One particularly painful loss was the battle to save a 14-year-old boy with faulty heart valves. The surgeons did their best, but the boy did not survive. As the doctors left the OR, clearly distraught, McCrystal recalls, she was left to prepare the body to be taken from the room.

“It was my first loss of a child, and it was very moving for me, very difficult. He was a child, and he had all his life to live. But it didn’t stop me from wanting to move on because every day we did another case. I knew they were going to figure out a better way to replace those valves in a more successful way. I knew there was progress to be made and I wanted to be a part of it.

“It was another step in the right direction to perfect open-heart surgery, to make it what it is today, which is just incredible. I’m so glad I lived long enough to see the result of those pioneering physicians. It was very difficult for them, but they were on the cutting edge of it all. I’ll always think for the rest of my life that I was in the right place at the right time.”

If it helps to imagine COVID-19 nurses today as pioneers in an equally important frontier, the personal risks to themselves and their families they face still break McCrystal’s heart.

She seems to have trouble even processing that caregivers could be asked to wear personal protective equipment like masks from patient to patient without changing them, as many are today.

At the same time, McCrystal believes the healthcare community could be learning a useful lesson – that prior habits of discarding gowns and masks after every patient instead of sterilizing and reusing them, as some hospitals are now ordering, was wasteful. “Maybe we’ve been a little extravagant, and this is wake-up call to what the important things are to keep ourselves and our planet functioning so that we don’t go the way of the dinosaur.”

“I’m an eternal optimist,” says McCrystal. “What is going on today, with the world rallying around everyone, pulling together, putting political things aside because it doesn’t matter [is inspiring]. What matters is your loved ones, your family, your friends, our neighbor, the county, the country.
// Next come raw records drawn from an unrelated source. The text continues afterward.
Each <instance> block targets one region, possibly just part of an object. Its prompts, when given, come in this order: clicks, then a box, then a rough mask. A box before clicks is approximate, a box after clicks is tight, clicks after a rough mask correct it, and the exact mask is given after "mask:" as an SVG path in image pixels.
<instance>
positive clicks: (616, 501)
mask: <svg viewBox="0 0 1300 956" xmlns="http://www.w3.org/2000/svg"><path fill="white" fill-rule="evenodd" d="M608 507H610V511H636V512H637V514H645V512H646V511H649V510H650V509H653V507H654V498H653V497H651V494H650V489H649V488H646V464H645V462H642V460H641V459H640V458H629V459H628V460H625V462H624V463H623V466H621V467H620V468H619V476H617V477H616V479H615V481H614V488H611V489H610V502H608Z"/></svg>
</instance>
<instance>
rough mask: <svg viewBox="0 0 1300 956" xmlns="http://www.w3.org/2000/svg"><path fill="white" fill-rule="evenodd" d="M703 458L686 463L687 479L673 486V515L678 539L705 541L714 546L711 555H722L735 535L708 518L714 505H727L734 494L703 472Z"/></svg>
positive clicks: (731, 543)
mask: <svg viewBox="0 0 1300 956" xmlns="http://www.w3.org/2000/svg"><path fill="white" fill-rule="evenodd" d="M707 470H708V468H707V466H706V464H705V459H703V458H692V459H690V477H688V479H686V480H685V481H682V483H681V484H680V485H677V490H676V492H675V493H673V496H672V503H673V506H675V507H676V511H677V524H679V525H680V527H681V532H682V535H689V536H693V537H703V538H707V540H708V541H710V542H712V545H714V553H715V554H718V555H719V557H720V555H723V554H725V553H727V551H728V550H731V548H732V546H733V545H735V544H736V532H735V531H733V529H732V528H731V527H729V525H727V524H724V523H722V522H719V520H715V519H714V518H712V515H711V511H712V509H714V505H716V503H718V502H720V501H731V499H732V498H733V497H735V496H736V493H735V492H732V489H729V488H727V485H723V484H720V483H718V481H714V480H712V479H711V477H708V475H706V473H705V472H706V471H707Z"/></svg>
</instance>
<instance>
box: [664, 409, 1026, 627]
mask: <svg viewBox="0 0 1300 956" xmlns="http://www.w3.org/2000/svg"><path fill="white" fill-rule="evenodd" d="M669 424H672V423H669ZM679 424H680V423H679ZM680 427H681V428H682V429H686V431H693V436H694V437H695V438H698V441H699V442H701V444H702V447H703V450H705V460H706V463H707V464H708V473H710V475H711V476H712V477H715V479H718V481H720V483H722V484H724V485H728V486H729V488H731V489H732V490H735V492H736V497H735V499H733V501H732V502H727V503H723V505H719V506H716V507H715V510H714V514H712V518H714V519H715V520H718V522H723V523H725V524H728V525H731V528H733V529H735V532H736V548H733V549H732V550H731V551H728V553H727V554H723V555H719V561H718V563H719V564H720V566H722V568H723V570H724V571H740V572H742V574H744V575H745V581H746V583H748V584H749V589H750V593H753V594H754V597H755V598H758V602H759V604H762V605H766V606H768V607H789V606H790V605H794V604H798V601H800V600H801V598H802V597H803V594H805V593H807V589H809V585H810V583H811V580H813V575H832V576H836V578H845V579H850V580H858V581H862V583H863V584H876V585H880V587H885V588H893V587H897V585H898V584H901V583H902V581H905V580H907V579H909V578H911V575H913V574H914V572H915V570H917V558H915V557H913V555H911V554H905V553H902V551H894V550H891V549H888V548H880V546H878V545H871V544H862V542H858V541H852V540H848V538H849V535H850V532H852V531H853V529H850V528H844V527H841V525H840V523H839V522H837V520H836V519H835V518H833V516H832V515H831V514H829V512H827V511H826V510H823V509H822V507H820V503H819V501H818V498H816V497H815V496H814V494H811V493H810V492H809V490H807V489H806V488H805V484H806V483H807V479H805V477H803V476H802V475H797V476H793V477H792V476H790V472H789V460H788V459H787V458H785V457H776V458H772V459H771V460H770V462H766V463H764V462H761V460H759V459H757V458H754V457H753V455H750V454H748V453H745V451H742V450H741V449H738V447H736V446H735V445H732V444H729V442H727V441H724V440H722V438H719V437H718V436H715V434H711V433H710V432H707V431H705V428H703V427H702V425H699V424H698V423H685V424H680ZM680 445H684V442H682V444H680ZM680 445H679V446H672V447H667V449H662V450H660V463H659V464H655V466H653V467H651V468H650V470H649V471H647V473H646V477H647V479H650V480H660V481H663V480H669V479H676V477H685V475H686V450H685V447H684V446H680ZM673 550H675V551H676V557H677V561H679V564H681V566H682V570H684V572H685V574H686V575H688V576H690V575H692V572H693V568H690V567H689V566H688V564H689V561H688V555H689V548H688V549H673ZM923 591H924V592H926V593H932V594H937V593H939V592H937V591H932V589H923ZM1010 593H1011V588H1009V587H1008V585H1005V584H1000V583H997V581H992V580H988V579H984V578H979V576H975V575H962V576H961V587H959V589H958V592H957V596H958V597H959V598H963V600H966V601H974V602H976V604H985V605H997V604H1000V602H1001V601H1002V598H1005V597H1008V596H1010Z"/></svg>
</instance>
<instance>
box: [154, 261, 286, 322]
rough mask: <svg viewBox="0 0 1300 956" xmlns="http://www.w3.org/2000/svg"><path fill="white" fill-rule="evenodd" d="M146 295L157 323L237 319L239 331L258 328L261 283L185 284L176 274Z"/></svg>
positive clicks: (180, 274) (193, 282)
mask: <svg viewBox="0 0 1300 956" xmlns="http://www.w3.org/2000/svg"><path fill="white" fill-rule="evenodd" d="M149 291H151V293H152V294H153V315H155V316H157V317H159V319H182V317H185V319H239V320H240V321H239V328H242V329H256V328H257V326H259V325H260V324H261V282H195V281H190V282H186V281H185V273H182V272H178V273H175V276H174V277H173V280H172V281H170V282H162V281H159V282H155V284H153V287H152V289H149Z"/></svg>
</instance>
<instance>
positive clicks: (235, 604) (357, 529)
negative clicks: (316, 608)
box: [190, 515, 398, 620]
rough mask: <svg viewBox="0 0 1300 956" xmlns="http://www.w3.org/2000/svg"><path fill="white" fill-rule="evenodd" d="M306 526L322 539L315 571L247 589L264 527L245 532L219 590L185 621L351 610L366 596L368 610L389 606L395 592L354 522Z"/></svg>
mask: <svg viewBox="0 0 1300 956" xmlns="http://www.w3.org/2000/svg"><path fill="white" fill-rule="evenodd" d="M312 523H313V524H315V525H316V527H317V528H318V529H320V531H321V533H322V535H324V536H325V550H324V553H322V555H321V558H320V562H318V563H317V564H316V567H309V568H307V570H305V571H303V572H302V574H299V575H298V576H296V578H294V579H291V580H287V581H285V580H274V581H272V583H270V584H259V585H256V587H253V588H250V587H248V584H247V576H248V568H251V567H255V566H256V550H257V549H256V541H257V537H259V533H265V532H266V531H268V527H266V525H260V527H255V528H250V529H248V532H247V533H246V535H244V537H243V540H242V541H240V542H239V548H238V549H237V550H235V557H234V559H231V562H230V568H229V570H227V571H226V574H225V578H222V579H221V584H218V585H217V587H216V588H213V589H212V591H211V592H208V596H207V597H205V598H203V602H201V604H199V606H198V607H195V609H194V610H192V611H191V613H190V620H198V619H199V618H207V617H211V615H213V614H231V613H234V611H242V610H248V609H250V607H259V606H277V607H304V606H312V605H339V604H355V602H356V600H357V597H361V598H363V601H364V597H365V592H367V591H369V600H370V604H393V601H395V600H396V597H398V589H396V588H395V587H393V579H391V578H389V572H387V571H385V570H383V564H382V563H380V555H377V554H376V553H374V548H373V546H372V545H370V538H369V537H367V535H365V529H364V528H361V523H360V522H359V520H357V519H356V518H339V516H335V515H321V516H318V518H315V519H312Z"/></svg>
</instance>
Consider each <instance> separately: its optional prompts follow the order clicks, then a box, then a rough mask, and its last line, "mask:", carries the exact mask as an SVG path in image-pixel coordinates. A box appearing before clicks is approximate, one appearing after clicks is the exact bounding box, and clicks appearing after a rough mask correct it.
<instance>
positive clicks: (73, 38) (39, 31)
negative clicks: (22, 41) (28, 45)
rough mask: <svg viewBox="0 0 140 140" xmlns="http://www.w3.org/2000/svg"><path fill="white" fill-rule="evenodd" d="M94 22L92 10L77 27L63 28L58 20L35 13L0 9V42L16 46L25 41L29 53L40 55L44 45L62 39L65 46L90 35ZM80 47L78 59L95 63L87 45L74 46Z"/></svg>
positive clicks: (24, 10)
The people in this country do whatever it takes – like Rosie the Riveter in the plants in World War II.

“I think we’re going to have enough of everything. It may not seem like it today. But tomorrow it’ll be better and the day after that, and the day after that. Soon you’ll see an overabundance of supply. Just look at Piper. They have orders for airplanes, but guess what? They’re making PPEs.

“COVID-19 is like World War III. We’re all coming together. And that’s the way it should be.”